So what if, instead of spinning a new story from whole cloth, we looked towards some existing intellectual property? What if we could use AI to help generate new sci-fi stories? And not just generate them not for any old show, but for the iconic British television show Doctor Who? How exactly might that look?
We've got the answer in this very report.
Today, we're going to take OpenAI's awesome GPT-3 model for a spin and explore the training metrics, model predictions, and, importantly, some episode synopses the model's generated based on a scant 300 episode summaries. This is all part of our collaboration with the folks at OpenAI.
The particulars here are pretty simple, though we'll explain them a bit more below. The important thing to know up front is this: we're using OpenAI's APIs to fine-tune GPT-3 on those abovementioned Dr. Who synopses. You'll see how it worked later in the report, but we wanted to start with something fun:
During the course of this tutorial, we'll be tossing in a few pairs of Dr. Who episode summaries. One is real, one is generated by GPT-3 based on our fine-tune and a real episode title. We've obscured the answer so it feels a little bit more like a trivia question. In fact, let's start there, shall we?

Real or Fake: #1
Title: "The Dalek Invasion of Earth"
Option A) The Daleks are back, in the form of a deadly new breed of robot, determined to exterminate humanity and conquer the planet Earth. Led by the evil and despotic Thal, the Daleks have spread their evil empire across the galaxy, with their most powerful forces based on Earth. They are ready to pounce. The Doctor, Polly and Ben are all in their own way in the way of the Daleks and are in danger of being exterminated. With the TARDIS immobilised, the only hope of rescue seems to lie with the Doctor’s oldest and most deadly enemy, the Cybermen.

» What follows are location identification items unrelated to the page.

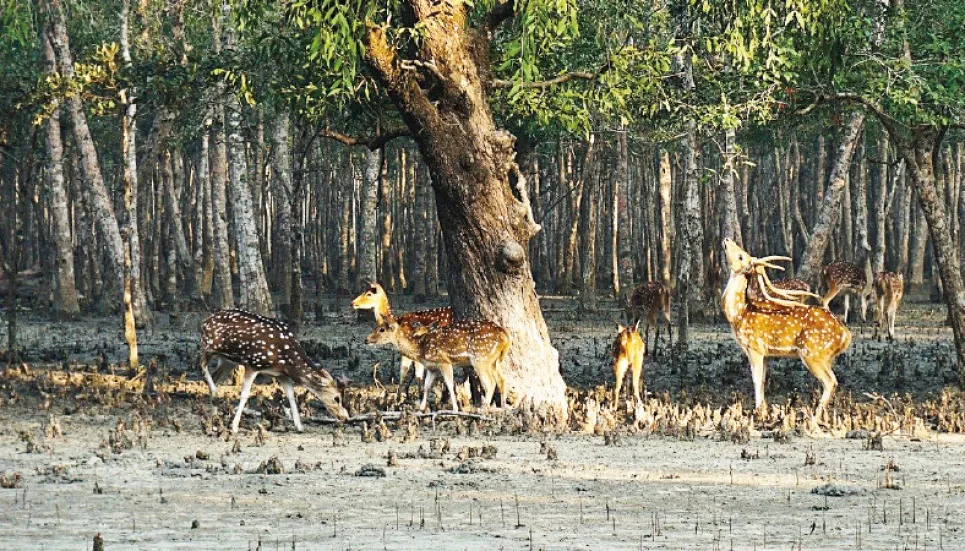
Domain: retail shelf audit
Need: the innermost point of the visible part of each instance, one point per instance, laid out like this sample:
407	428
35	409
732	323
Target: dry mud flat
646	492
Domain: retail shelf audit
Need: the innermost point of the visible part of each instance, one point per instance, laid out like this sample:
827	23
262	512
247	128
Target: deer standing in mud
889	288
483	345
847	278
628	352
780	326
264	346
649	299
374	298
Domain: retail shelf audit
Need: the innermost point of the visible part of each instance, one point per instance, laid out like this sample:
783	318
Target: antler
761	280
786	293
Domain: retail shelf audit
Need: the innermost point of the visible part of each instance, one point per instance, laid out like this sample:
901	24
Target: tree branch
500	13
371	142
565	77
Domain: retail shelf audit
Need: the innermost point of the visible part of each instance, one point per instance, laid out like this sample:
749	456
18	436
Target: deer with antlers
889	287
650	298
479	344
845	277
374	298
779	325
263	346
628	352
754	293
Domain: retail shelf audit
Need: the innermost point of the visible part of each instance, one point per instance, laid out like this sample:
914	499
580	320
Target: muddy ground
90	454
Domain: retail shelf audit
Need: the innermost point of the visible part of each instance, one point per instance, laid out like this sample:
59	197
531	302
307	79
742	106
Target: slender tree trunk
281	164
99	199
919	152
821	235
666	216
65	298
370	208
254	295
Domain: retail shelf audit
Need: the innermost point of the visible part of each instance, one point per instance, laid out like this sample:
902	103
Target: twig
395	415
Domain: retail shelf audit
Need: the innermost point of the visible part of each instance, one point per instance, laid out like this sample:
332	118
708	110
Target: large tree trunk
254	295
93	180
919	152
65	293
821	235
486	229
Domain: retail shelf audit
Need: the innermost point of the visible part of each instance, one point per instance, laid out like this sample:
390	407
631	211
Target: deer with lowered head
649	299
889	287
779	325
628	352
483	345
264	346
374	298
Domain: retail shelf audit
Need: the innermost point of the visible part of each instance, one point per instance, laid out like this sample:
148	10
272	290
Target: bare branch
565	77
371	142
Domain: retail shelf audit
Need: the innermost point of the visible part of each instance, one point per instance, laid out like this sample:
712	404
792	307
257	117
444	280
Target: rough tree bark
281	181
368	244
821	235
93	180
666	216
624	277
65	292
486	229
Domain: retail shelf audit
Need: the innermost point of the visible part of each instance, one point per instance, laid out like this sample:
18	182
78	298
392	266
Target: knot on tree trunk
512	256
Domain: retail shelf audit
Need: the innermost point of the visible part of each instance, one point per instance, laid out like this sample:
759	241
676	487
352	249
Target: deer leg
205	358
245	392
448	378
619	372
289	387
821	368
757	374
637	371
426	387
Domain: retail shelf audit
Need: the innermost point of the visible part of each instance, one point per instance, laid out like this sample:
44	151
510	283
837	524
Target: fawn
374	298
264	346
780	326
889	287
650	298
847	278
628	352
480	344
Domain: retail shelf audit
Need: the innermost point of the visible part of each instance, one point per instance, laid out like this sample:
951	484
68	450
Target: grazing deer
480	344
375	299
649	298
847	278
889	288
780	326
264	346
754	293
628	351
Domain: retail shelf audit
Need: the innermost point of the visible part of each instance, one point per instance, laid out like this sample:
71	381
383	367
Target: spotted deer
780	326
479	344
374	298
754	293
850	279
889	287
263	346
650	298
628	352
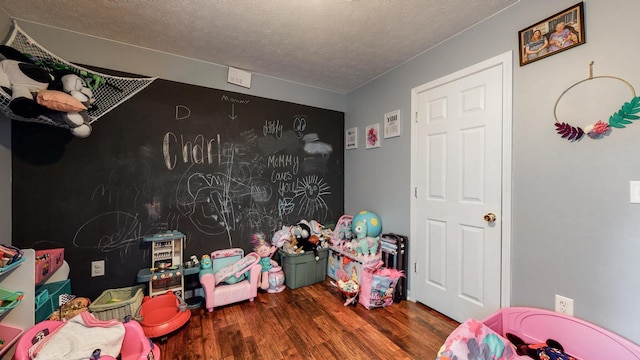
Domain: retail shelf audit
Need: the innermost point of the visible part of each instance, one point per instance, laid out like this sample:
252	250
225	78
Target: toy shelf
19	276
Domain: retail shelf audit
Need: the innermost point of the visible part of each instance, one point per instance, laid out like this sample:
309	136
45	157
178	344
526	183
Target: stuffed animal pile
60	95
302	237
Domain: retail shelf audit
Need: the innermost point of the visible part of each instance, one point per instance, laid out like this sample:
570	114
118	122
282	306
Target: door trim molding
505	61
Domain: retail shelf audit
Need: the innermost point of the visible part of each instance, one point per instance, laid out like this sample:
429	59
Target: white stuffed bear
30	87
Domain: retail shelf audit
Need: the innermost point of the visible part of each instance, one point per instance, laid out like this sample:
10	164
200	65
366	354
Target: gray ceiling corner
337	45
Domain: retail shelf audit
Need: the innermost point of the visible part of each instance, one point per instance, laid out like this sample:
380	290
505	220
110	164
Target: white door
458	177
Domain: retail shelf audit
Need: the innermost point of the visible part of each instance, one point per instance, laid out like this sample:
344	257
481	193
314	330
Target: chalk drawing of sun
309	193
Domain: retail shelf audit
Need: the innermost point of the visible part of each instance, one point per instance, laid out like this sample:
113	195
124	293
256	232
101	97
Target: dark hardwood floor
309	323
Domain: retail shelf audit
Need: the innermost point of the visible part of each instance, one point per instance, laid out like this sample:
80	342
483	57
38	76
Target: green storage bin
118	303
49	305
303	269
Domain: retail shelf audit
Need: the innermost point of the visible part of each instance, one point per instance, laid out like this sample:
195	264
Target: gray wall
574	231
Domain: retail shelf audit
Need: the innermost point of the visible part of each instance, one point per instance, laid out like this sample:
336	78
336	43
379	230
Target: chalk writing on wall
215	165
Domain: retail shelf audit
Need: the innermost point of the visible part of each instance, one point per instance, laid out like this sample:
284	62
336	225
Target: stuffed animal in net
549	350
61	96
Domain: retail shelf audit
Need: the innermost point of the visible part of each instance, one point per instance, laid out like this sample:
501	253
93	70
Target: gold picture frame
555	34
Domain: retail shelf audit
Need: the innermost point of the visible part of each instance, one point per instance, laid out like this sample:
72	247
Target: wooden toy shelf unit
166	272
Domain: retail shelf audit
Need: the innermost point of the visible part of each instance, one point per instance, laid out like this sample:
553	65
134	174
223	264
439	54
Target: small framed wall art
351	140
392	124
373	136
559	32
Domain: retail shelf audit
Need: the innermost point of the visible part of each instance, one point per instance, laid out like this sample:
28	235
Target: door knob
490	217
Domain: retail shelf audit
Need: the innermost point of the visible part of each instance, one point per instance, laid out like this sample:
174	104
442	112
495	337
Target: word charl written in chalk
197	150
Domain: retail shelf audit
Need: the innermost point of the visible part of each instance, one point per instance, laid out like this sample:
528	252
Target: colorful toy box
118	303
48	298
47	262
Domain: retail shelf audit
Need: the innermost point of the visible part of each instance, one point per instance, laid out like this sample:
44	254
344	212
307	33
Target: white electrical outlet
97	268
564	305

But can the Doctor overcome his hatred for the Cybermen and work with them to defeat the Daleks?
Option B) The TARDIS materialises beside the River Thames in the year 2167. The world to which they emerge, however, is eerily silent and signs of decay are rife. They soon discover that the streets are patrolled by zombie-like humans, flying saucer-like craft occupy the skies and that desperate rebels are hiding below ground in the disused Underground system. But worse is still to come! The Daleks, thought destroyed by the Doctor, have invaded and enslaved humanity, having first bombarded it with cosmic storms. Why have the Daleks chosen Earth in particular? What is the significance of the giant mine in Bedfordshire to which they are shipping human slaves?

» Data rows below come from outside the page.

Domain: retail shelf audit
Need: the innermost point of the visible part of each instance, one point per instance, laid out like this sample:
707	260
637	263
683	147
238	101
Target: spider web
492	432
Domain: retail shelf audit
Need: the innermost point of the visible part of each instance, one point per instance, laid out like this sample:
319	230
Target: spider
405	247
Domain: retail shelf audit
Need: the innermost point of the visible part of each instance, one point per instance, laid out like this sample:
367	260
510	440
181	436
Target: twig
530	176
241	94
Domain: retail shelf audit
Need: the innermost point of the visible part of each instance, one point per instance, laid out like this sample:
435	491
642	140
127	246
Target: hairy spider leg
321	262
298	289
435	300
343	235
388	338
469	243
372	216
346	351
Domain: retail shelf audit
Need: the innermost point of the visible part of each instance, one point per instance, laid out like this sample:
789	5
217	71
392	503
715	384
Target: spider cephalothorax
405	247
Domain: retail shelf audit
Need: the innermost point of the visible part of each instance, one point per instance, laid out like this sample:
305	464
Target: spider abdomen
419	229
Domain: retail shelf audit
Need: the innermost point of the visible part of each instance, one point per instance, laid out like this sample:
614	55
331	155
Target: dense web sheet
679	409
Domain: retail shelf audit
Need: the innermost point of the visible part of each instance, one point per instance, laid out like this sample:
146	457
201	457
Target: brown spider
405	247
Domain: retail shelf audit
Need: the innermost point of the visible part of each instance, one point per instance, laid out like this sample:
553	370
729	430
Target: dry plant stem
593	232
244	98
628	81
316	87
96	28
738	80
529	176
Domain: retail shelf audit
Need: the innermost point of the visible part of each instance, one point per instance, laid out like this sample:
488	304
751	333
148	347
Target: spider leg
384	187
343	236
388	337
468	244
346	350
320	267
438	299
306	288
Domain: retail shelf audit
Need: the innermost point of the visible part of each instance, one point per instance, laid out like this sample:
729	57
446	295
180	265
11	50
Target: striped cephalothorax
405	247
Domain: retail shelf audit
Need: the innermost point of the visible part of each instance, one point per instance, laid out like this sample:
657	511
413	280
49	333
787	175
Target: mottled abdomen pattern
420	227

And can the Doctor unite with the small band of resistance fighters to stop the Daleks before their plans wreck havoc with the Earth forever?

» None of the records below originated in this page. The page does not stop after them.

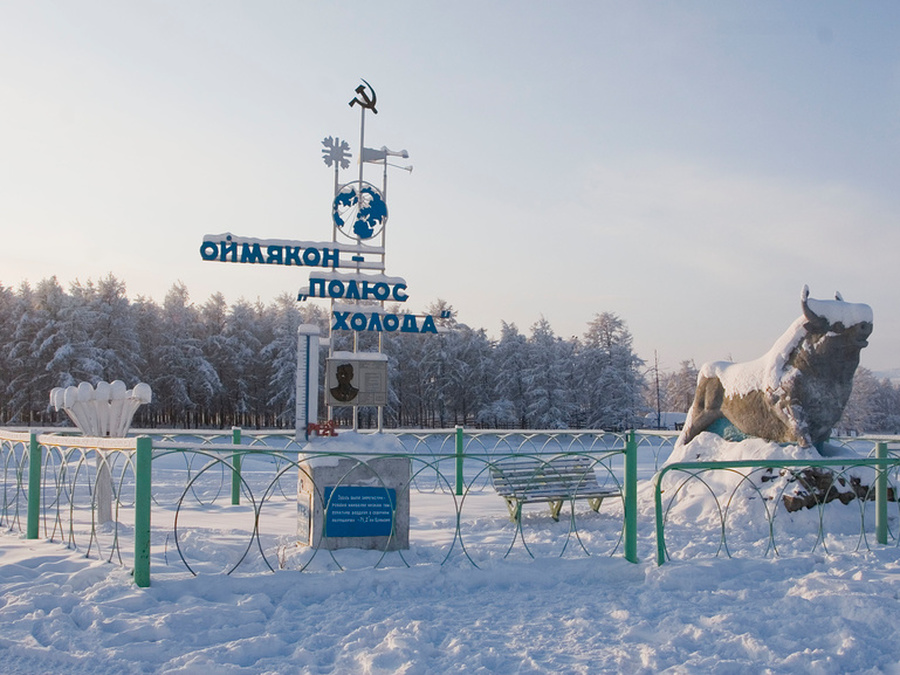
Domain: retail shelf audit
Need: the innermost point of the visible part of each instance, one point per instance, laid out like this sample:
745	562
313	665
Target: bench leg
555	507
515	509
595	503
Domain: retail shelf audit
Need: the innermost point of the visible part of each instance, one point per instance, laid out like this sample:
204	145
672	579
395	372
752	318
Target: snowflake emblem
336	152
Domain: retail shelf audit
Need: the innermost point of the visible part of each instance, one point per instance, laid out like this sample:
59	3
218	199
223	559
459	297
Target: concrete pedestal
346	502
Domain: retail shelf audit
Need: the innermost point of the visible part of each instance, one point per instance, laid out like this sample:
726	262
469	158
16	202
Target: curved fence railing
232	506
228	502
770	507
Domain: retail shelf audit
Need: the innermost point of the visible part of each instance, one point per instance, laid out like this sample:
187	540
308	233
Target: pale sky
688	166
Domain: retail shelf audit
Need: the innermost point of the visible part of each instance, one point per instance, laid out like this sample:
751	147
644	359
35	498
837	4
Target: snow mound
709	447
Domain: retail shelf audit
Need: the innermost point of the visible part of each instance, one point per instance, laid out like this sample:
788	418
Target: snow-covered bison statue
796	393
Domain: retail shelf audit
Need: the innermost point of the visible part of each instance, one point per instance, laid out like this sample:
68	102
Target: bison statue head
797	392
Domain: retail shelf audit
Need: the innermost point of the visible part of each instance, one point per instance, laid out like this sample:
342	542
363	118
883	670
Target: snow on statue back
796	393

<--Open the toggle to see the answer
OpenAI & Weights & Biases
If you're new to either W&B or OpenAI, here's a quick primer on both:
Weights & Biases is the world's leading, developer-first MLOps platform. With just a few lines of code, you can instantly debug, compare, and reproduce your models – that means architecture, hyperparameters, git commits, model weights, GPU usage, datasets, and predictions. We're trusted by over a hundred thousand ML practitioners at some of the most innovative companies and research organizations around today, including OpenAI.
OpenAI, meanwhile, is a global research leader in the machine learning space. Their mission is to ensure that artificial general intelligence benefits all of humanity and are famous for their cutting-edge research in robotics, music and text generation and a whole lot more.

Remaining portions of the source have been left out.